Suppose we have a function, do_stuff!(mat, x), that mutates a previously allocated matrix mat and returns some value. We want to run the function for several values of x using multithreading. In order to avoid data races, we could do:
matrices = [zeros(2, 2) for n in 1:Threads.nthreads()]
n = 10
out = zeros(n)
xs = 1:n
Threads.@sync for (i, x) in enumerate(xs)
Threads.@spawn out[i] = do_stuff!(matrices[Threads.threadid()], x)
end
As far as I understand, task migration will be possible in Julia 1.7. So what will be the alternative to threadid() for 1.7 and above?
I am aware that FLoops.jl provides an @init macro that solves this problem.
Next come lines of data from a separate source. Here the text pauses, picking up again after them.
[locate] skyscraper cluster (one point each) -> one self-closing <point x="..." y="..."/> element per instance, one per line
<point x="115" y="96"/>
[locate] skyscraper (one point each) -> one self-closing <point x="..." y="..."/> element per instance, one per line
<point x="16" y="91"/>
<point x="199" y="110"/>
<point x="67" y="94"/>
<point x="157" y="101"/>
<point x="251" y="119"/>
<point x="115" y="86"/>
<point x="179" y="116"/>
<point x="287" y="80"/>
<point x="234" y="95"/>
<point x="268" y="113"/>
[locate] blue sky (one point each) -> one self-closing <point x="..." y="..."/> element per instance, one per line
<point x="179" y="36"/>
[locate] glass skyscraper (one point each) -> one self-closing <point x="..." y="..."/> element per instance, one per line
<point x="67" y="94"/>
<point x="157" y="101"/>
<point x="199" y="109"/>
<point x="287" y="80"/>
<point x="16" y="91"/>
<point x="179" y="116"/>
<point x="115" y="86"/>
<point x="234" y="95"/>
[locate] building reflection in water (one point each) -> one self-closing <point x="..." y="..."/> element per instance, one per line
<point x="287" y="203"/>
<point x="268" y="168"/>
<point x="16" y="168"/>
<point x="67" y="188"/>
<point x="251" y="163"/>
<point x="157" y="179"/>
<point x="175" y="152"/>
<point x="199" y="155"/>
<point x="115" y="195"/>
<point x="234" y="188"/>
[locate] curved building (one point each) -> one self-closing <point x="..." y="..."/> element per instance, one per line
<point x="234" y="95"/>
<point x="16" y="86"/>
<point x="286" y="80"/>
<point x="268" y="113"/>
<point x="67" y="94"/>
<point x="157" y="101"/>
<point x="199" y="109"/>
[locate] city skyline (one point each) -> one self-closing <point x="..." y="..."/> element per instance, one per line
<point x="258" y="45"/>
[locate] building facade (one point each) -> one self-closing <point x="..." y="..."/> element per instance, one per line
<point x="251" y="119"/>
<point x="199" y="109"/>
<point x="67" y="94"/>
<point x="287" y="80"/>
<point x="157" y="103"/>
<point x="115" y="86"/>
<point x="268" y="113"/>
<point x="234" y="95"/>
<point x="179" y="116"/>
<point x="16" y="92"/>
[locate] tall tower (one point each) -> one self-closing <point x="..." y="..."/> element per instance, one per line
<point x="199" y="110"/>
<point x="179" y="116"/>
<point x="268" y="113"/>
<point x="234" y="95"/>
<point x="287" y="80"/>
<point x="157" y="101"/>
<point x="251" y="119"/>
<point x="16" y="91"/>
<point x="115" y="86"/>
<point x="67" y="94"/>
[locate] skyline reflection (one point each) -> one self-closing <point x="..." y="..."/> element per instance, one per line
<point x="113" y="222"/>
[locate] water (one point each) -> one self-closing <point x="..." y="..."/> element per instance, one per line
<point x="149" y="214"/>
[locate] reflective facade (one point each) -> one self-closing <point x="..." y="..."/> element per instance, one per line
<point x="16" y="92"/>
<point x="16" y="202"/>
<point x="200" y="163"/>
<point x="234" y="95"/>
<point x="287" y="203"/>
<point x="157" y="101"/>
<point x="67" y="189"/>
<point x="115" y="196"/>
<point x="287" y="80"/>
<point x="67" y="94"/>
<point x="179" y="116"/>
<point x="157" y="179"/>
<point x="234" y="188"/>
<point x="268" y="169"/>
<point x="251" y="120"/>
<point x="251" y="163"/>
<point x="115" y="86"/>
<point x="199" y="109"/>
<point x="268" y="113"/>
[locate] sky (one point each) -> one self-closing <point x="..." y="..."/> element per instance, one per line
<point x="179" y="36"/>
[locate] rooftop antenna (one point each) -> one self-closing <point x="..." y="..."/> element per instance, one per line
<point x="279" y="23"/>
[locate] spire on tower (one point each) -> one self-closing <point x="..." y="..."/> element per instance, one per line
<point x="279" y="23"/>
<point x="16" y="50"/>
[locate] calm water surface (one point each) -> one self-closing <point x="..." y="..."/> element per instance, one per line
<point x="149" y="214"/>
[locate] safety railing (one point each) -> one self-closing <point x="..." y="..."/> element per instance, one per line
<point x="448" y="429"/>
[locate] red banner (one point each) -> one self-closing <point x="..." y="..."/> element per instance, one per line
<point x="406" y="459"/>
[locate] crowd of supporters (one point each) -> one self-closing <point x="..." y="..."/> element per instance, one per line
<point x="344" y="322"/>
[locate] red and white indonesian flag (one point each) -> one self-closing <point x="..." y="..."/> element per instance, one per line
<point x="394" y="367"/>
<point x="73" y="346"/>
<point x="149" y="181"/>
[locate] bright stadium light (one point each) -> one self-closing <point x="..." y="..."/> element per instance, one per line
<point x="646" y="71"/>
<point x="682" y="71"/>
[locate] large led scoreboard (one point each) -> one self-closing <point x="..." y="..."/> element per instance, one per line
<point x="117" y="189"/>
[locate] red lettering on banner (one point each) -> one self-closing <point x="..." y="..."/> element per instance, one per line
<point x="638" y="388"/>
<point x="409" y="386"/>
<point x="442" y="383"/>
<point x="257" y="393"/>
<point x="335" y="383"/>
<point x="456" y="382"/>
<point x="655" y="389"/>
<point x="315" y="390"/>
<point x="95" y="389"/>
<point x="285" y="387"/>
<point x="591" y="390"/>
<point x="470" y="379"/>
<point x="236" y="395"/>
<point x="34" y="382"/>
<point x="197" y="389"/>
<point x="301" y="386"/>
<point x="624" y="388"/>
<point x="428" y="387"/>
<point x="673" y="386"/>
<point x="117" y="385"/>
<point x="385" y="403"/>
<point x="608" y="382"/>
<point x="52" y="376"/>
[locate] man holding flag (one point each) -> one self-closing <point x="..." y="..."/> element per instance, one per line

But since preallocating objects that are to be mutated is such a common pattern, I feel that there should be a solution for this problem in Base. But I am not aware of what that is.
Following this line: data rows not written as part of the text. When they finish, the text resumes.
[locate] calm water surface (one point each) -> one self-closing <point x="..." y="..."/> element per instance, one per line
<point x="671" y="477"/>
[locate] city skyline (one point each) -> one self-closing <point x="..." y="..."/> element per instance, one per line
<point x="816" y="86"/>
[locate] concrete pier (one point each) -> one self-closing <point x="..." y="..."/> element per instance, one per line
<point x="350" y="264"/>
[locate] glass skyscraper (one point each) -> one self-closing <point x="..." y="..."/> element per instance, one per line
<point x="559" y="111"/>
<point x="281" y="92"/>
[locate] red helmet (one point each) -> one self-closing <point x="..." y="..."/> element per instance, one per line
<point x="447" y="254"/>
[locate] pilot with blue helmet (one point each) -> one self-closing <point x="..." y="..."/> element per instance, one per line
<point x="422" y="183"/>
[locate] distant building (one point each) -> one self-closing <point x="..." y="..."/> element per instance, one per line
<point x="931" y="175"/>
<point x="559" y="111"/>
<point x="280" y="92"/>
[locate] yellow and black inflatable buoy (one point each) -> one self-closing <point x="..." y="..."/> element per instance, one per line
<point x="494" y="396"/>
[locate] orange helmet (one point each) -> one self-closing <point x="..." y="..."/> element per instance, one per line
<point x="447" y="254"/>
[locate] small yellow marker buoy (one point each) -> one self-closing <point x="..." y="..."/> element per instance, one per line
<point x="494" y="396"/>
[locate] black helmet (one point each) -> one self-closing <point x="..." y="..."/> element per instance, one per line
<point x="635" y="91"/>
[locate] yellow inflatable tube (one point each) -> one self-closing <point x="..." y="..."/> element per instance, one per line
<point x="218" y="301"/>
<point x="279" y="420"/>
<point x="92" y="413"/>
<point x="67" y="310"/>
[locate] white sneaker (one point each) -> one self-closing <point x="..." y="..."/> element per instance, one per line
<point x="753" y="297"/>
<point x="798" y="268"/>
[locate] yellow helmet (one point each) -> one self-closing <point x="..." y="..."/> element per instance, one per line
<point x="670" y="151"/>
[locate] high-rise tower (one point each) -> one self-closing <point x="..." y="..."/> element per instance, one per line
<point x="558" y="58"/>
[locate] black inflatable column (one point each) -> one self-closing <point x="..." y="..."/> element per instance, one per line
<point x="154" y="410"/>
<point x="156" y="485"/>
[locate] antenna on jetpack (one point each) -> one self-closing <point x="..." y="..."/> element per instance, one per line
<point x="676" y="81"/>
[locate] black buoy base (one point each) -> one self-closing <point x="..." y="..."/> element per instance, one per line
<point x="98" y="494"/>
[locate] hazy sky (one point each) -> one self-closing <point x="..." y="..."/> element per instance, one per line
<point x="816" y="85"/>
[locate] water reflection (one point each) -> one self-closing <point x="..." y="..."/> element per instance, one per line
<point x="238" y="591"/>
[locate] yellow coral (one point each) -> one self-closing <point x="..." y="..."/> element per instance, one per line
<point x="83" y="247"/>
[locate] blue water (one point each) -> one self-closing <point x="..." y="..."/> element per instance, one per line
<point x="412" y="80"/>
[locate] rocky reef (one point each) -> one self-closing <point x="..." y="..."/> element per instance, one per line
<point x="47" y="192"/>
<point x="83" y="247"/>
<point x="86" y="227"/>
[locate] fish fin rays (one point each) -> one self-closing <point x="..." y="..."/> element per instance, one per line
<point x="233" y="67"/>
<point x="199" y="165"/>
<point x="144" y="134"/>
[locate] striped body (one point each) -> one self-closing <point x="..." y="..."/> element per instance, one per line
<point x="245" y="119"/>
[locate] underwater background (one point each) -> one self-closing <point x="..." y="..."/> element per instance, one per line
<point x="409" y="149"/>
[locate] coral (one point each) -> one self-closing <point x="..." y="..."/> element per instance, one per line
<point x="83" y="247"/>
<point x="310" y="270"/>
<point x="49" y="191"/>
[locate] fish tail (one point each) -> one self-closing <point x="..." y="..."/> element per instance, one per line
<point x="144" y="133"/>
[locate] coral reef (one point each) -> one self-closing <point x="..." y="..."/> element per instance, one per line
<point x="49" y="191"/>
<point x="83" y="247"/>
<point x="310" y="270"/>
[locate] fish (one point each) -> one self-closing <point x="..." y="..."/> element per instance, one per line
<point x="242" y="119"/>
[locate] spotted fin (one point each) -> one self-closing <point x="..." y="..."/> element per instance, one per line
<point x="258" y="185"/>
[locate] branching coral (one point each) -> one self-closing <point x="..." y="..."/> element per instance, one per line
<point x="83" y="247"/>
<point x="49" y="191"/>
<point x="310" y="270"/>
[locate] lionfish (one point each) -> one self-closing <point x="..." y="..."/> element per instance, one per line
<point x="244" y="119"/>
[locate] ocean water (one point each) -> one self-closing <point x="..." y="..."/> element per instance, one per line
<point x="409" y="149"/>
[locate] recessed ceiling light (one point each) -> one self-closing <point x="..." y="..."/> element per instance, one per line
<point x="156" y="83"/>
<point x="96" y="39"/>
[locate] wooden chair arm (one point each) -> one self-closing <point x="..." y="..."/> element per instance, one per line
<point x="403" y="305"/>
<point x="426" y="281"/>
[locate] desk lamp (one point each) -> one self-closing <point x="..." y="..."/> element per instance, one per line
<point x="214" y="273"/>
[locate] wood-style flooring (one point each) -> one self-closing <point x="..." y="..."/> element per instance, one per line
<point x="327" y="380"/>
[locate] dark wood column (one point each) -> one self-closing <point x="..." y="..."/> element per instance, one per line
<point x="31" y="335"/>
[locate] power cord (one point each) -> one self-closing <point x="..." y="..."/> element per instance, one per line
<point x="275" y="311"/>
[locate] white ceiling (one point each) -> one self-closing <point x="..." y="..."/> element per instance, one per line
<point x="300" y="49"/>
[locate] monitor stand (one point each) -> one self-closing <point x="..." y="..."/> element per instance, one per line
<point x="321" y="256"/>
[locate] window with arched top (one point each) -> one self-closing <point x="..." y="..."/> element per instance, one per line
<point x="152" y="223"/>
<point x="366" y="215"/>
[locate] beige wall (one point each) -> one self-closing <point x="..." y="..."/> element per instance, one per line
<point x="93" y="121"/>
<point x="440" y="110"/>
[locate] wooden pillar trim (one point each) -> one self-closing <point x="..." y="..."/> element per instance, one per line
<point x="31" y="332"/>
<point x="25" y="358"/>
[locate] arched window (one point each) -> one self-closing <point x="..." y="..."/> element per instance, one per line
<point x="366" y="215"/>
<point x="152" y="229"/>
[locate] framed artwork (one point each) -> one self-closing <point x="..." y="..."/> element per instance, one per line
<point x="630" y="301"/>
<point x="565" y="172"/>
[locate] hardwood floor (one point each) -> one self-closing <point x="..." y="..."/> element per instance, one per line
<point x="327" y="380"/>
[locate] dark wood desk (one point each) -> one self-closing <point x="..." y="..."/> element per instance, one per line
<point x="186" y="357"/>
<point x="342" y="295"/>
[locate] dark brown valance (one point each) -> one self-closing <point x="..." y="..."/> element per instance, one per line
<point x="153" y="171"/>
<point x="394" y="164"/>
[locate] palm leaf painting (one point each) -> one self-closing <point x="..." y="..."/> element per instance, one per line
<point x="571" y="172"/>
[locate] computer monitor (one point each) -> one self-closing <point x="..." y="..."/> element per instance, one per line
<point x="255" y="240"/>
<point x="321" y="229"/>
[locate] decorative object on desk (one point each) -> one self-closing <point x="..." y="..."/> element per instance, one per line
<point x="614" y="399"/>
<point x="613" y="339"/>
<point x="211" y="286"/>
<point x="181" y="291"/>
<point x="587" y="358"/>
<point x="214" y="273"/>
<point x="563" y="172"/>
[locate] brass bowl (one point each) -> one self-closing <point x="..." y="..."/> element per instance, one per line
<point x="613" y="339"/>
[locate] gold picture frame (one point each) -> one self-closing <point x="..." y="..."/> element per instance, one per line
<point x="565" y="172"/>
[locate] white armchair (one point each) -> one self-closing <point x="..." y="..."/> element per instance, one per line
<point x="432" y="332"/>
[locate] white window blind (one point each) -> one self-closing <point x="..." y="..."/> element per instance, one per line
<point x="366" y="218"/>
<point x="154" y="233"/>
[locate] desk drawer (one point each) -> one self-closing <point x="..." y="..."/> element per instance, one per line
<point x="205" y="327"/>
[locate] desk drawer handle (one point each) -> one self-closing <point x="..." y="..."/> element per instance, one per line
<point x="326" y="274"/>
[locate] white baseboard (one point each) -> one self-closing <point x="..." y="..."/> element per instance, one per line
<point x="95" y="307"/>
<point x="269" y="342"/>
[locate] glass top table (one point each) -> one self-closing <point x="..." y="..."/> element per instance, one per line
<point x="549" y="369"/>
To be completely safe maybe preallocating out for each thread as well.
But if you want the matrices to be dependent on the previous iteration maybe it is more transparent to use a parallel loop in the number of threads instead.
But if you want the matrices to be dependent on the previous iteration maybe it is more transparent to use a parallel loop in the number of threads instead.
To clarify: the matrices are not dependent on the previous iteration. The matrices are simply a “working space”. In the particular problem I am dealing (electronic bandstrucutre calculation), the do_stuff function builds a matrix as a function of x (the momentum in my problem). Instead of allocating a new matrix for each x I want to preallocate the matrices such that do_stuff! only modifies the matrix, instead of having to allocate a new one each time it is called.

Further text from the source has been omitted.